Никто не спасет — он погибнет здесь. И все же не оставляло ощущение: если и суждено умереть не своей смертью, то — в бою, но не так вот нелепо, болтаясь на границе Горнего мира рядом с брюзжащим испуганным напарником. Однако же это не значит, что какое-то чудо на помощь придет, самим надо что-то предпринять. Кажется, прав Паплюх, и другого пути, кроме как поглотитель, нет. Хотя эта диафрагма…
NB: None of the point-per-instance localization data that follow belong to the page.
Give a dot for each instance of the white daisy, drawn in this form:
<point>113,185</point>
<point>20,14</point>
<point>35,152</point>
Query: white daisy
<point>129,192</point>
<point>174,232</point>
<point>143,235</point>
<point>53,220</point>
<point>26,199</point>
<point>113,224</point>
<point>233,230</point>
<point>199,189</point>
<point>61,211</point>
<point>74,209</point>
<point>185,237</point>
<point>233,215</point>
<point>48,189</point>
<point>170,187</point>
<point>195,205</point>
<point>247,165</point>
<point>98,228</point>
Все еще поеживаясь от потрясения, вызванного этими думами и внезапно свалившимся чувством ответственности за самого себя, Тимур некоторое время наблюдал, как Роман, открыв дверцу на левом бицепсе и вытащив универсальную дрель с гибким щупом сенсора, пытается приподнять один из лепестков или хотя бы просветить, что там под ними. Потом Тимур развернулся и стал глядеть вверх. Господь распахнул над Каабой черный зонт космоса с дырочками звезд. Словно выше него какое-то слепящее белое пространство — то самое, подумал Тим, где Всевечный обитает, — и сквозь крошечные отверстия свет сочится вниз. А может, это свет самого Всевечного, его божественное сияние, посредством субстанции звезд проникающее в человеческую вселенную из высшей реальности?
Паплюх выругался — некрасиво, грязно.
Раньше Тимур вспыхнул бы, услыхав богопротивные слова, стал бы Роману выговаривать, а сейчас… что же это за отрешенность такая, что за ленивое, вялое спокойствие? И еще — пустота. В сознании, в сердце — будто дыра, полная высокого вакуума. Он знал: это дыра в том месте, которое раньше занимали погибшие: Костя, Серега, Толик, Акмаль. Тимур отгонял мысли про дружинников, потому что они тянули к смерти его самого — нельзя сейчас отвлекаться на воспоминания об умерших братьях.
И как только подумал о них — закололо сердце. Как раньше, на Земле. Долго же не давало о себе знать, а тут на тебе. Рука сама поднялась, чтобы сунуться под воротник и помассировать грудь — да только сейчас это было невозможно.
— А он все летит… — тихо сказал Тим, глядя вверх.
С лепестками справиться не удалось, коротковолновое излучение щупа вязло в них, ничего не высвечивая на крошечном мониторе. Раздраженный напарник, отключив якорек, принялся наматывать трос на лебедку, медленно отплывая от диафрагмы.
— Ты о чем? — Он повернул голову, косясь сквозь боковое стекло шлема.
Над ними летел один из отсеков девятой платформы, похожий на раздавленный металлический цветок. Сквозь рваные дыры, окруженные потеками и вздутиями, виднелись внутренние палубы, объятые вакуумом. Медленно кружась, обломок двигался наискось к ветви — судя по всему, он должен пролететь неподалеку от поглотителя, чтобы через какое-то время врезаться в атмосферу Земли и сгореть там. Тимур несколько раз моргнул, вглядываясь. Сознание пыталось организовать лишенное привычных направлений межсфирное пространство в знакомую конфигурацию. Для Тима поверхность ветви представлялась твердью — то есть «низом», а космос выше орбиты Горнего мира — «верхом», и поэтому уродливый огромный артефакт, лениво плывущий в черном «небе» над головой, являл собою картину непривычную, даже сюрреалистическую.